Gladhurst located at Bund Garden Road in Poona (Pune) : Sir Dorabji and Lady Meherbai along with members of their family often visited this palatial retreat. Back in the days the cool Poona weather offered a respite from the heat and bustling life of Bombay. Gladhurst had exquisite interiors, extensive grounds and perfectly maintained gardens. The ground was adorned with a beautifully sculpted statue of Jamsetji Tata. Image and Caption Courtesy: Tata Central Archives

Gladhurst, Pune: This iconic property was purchased by Sir Dorabji Tata which later became a part of the Sir Dorab Tata Trust. In 1937, the Trust sold the Gladhurst property to Nawab Salar Jung Bahadur. This is currently a private property owned by Edward Pereira and is known as ‘the Dutch Palace’ which is given out for weddings and other events. Image and Caption Courtesy: Tata Central Archives.

Dunlavin Bungalow: Dunlavin Bungalow was part of the Dunlavin Estate, located in the Ganeshkhind area of Poona (Pune), India. Currently the property houses the offices of the All India Radio. One can still see the Dunlavin Bungalow which is a Grade III heritage building in the city of Pune. Image and Caption Courtesy: Tata Central Archives.

J.N Tata Research Hall at The Bhandarkar Oriental Research, Pune: The Hall was completed around 1917, still stands today as part of the main building. Sir Dorabji made an additional contribution of Rs. 6,000 towards its completion. The Bhandarkar Oriental Research Institute houses Sir Ratan Tata Iranian and Semantic Hall. Image and Caption Courtesy: Tata Central Archives.

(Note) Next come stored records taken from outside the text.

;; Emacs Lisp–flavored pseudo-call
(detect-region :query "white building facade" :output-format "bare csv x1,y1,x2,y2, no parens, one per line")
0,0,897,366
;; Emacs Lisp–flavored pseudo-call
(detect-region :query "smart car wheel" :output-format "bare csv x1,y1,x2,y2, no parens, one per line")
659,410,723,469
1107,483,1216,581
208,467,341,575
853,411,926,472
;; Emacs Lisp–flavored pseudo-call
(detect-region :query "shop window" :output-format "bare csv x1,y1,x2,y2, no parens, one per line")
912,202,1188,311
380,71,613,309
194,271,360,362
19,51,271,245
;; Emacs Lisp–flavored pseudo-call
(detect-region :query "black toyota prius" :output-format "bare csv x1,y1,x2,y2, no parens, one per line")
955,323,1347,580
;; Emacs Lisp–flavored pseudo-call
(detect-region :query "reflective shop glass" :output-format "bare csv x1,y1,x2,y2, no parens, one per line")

The Sir Ratan Tata-Iranian and Semitic Hall at the Bhandarkar Oriental Research Institute, Pune : The Tata Family believed that a formal education was essential for the development of people and the nation at large. Nusserwanji Tata and subsequent generations of the Tata Family continued this tradition of contributing towards the establishment of educational institutions and for research in India and abroad. Image and Caption Courtesy: Tata Central Archives.

Hardelot Properties, France: – Ratanji Dadabhoy Tata (R.D. Tata) was part of a unique Indo-French-British partnership who built the beautiful seaside resort town of Hardelot in France. He was also among the first investors, buying both commercial and residential properties. Image and Caption Courtesy: Tata Central Archives.


Villa Paulette, France: R.D. Tata owned eight properties in Hardelot- Paulette, Les Chamilles, Indiana, Concordia, Nausary, Mascotte, Geisha and Mousmé. During the Second World War, Hardelot faced a lot of destruction and nearly 80% of the buildings in the area were affected. The Tata properties were not spared either. After the war reconstruction of a number of these buildings was taken up. Thereafter, the Tata properties were given on rent until they were all eventually sold. Some of the houses still stand. Image and Caption Courtesy: Tata Central Archives.